Sound It Out

You can’t fault Sound It Out for meaning well. A documentary about the titular independent record store, the last remaining in Stockton-on-Tees, Sound It Out places us within its walls, and in the homes of its most dedicated customers, as we follow dedicated shop-keeps Tom and David through the daily trials of working at a record store. So we hang out with Shane, a man who’s been to 354 Status Quo concerts. We meet the local chavs and hear the horrendous trash-trance (or Makina, as they call it) that they play to small rooms of pilled-up friends. We have five (FIVE) encounters with the genuinely creepy man who comes in from the pub next door and buys whatever he just heard on the jukebox, and has absolutely no interest in records whatsoever.

See, the problem with Sound It Out’s attempt to accurately capture life within a specific area and a specific culture is that it’s done just that. By trying to show us the role music plays in our lives, it shows us that without music there are some people who would literally have nothing at all. By showing attempts to boost sales, we’re shown how depressingly hard they fail; an exclusive in-store gig by local-girl-done-good SaintSaviour is attended by a largely ambivalent audience of ten. And by presenting the unvarnished daily goings-on within a record shop’s walls, we learn that the only thing breaking up the tedium is all the desperation.

Even at 75 minutes, Sound It Out feels overstretched, with far too many scenes adding to nothing more than the monotony.

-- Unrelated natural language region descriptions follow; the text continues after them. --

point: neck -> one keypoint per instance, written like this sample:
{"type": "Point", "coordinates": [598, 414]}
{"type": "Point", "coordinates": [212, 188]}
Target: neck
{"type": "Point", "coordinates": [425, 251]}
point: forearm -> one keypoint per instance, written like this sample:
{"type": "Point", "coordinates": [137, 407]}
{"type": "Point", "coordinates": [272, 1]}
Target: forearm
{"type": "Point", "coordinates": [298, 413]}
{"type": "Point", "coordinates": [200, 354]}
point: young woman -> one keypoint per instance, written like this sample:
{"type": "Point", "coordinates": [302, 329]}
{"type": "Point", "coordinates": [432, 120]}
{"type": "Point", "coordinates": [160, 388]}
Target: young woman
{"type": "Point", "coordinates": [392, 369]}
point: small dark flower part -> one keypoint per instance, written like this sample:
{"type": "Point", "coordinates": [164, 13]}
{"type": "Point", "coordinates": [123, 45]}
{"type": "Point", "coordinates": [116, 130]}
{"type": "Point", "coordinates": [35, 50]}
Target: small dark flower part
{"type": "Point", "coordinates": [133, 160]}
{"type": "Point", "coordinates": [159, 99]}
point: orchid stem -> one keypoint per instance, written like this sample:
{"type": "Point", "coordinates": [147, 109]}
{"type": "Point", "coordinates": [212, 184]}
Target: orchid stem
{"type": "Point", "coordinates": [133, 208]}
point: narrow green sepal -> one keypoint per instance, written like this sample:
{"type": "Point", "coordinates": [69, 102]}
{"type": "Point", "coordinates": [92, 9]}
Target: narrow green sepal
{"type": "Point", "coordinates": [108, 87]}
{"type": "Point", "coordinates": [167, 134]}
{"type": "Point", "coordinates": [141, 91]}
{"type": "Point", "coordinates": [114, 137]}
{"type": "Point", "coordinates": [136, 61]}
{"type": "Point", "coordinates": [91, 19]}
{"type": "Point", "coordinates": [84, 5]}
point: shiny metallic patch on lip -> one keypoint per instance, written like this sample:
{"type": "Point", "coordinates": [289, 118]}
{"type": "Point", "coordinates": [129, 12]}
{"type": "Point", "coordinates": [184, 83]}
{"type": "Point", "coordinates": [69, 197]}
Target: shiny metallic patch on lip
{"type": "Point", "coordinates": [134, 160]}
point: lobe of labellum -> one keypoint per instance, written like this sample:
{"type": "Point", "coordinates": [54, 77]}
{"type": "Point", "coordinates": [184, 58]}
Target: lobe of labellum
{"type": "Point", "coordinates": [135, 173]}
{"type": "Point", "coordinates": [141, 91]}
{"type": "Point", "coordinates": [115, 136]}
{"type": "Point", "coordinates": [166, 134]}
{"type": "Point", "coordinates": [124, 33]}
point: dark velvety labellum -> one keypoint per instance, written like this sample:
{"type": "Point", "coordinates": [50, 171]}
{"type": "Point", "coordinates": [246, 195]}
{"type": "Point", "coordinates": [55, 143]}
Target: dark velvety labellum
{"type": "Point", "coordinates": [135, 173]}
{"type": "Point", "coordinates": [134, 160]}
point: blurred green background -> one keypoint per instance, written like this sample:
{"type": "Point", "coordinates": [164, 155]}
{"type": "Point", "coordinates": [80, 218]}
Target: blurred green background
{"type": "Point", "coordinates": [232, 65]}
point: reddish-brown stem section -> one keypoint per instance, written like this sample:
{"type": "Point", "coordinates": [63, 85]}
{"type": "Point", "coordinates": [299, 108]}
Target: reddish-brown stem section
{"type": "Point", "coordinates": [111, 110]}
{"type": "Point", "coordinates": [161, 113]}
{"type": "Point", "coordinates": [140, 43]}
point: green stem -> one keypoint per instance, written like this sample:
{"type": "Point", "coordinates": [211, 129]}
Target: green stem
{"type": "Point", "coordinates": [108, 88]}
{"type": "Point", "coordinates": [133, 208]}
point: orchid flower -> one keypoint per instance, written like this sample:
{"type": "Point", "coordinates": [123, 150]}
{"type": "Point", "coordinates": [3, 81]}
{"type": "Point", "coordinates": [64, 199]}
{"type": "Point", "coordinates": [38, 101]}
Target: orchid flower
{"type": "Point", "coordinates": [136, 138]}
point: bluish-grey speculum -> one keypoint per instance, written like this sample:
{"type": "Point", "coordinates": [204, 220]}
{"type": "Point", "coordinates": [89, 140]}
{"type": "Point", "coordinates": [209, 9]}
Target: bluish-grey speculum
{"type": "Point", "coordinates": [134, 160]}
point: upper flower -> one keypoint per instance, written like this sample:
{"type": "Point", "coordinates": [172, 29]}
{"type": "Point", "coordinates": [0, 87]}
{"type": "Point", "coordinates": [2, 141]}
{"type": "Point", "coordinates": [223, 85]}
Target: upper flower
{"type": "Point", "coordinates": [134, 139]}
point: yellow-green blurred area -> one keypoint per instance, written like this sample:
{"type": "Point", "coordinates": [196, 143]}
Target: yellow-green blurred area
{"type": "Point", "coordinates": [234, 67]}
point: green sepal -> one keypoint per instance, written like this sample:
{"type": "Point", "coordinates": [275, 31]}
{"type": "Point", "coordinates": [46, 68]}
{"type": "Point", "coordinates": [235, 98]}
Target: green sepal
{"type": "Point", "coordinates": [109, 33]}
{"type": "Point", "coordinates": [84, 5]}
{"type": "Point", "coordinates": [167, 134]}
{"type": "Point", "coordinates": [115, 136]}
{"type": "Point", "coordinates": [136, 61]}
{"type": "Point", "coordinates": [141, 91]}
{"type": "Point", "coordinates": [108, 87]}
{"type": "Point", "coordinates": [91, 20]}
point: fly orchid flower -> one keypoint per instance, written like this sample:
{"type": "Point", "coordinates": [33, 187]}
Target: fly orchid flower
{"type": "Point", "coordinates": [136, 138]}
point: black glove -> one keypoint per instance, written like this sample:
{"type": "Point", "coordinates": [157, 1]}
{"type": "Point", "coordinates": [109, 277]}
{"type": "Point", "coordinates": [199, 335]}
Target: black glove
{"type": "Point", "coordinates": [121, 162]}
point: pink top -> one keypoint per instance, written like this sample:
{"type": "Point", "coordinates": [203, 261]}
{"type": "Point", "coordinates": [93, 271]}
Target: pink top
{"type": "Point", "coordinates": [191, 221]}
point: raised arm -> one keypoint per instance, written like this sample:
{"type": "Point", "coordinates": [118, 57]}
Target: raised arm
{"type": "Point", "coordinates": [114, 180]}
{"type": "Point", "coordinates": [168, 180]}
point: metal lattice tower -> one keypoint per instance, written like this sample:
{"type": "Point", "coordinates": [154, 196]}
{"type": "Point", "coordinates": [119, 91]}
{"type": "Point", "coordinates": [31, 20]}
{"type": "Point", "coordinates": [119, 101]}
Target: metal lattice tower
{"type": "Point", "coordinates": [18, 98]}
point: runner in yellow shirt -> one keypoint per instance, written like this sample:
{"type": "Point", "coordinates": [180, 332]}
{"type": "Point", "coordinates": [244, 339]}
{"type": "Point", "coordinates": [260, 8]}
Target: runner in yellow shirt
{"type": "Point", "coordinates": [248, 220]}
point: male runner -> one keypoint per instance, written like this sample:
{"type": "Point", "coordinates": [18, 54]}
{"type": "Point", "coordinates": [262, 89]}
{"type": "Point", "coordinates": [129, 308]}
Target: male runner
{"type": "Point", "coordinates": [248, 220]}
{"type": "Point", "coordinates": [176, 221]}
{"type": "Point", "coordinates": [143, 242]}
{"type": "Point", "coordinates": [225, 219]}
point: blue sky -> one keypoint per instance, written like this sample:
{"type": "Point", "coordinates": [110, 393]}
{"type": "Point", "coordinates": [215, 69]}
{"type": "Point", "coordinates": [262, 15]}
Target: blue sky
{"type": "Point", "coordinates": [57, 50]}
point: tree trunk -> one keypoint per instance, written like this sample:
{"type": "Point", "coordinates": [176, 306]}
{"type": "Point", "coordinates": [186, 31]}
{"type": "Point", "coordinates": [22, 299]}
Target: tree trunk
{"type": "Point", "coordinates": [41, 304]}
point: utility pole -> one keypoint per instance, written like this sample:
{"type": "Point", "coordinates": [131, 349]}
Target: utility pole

There are multiple ‘nothing to do in Stockton’ and ‘no jobs in Stockton’ montages; if footage of chavs half-heartedly telling you they’re trying to get a job infuriates you, best give this one a miss altogether. Several scenes involve people coming in who can’t be served; a guy trying to sell a box of obviously stolen Makina, an insane/disturbed/crack-ed man after free records, and a woman trying to sell them her old VHS player.

Elements of Sound It Out do add up to genuine pathos. A young metal fan reveals that he’s made several attempts on his life, and thanks music (his ipod, technically, but SHHHH) for his continued existence. Shane reveals how prejudice towards ‘spastics’ has meant that his cerebral palsy, epilepsy and hydrocephalus left him a lonely, reclusive shelf-stacker. So, on that level, Sound It Out is effective. But it sure as hell won’t make you want to buy records. Sound It Out is pitched not as a trendy hangout or a gold mine for quality music, but as a last chance saloon for a community of lonely people with nowhere else to go. So where does that leave us? The message is ‘Save these places, or these guys will have nothing left!’ but how are we supposed to do that when buying records seems like such an unattractive proposition?

This film’s heart is firmly in the right place, with genuine sympathy and respect for its subjects. But by presenting it all in such an unvarnished fashion, it ends up as claustrophobic as Reservoir Dogs, twice as depressing as Naked and as likely to convince you to drop into Stockton-on-Tees as an airborne toxic event.